Milano è una buona squadra, completa anche per l’Europa. E ha dei momenti in cui gioca anche molto bene. Il fatto di vivere in un limbo aureo, normale quando si cambiano i giocatori chiave e l’allenatore dopo una stagione negativa, dove non arrivano mai critiche, né sui giornali né in televisione fatte salve alcune uscite-verità strappate in telecronaca a Hugo Sconochini, non deve far credere a Milano che vada tutto bene così, e non perché ha perso finora tre partite in più, una in Europa e due in campionato, rispetto ai tempi di Jasmin Repesa, in pieno caos Gentile, e già considerato dannoso dalla società e buona parte del pubblico.

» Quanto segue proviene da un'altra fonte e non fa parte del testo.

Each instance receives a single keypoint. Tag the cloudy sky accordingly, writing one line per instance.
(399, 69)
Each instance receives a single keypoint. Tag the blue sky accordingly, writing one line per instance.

Se fossi l’Olimpia, più che le classifiche, ampiamente rimediabili, mi preoccuperebbe un altro dato: sempre un anno fa, dopo le prime 5 gare casalinghe di Eurolega, Milano aveva raccolto 9970 spettatori di media, con due picchi da 12 mila, nonostante avesse dovuto emigrare a Desio (6416 paganti) in una occasione. Quest’anno la media è scesa a 7717, che resta sempre un numero di altissimo rispetto, ma con oltre 2200 presenze in meno. Vero che questi dati vengono pompati o spompati a seconda delle politiche societarie sulle promozioni per il pubblico, ma il dato deve fare riflettere. I pienoni del Forum sono stati la parte più affascinante e significativa della stagione di 2016-17 di Milano, la discesa delle presenze potrebbe anche voler dire che anche i tifosi la pensano più o meno come me: che l’Olimpia ha tutto per far bene in Europa ma non dà l’impressione di dare il 100% quando scende in campo, non sa diventare davvero grande, non si accorge quando una grande occasione per accendere una stagione le sta passando davanti se non quando va sotto di brutto e magari si lancia in una rimonta, qualche volta solo scenografica, quando ormai è troppo tardi.
Il pubblico di Milano, uno dei più pazienti e positivi del mondo, più che le classifiche ad un terzo di stagione, deve essere la ragione primaria per far fare all’Olimpia il salto di qualità anche in Europa. Subito, adesso, dalla gara col Khimki.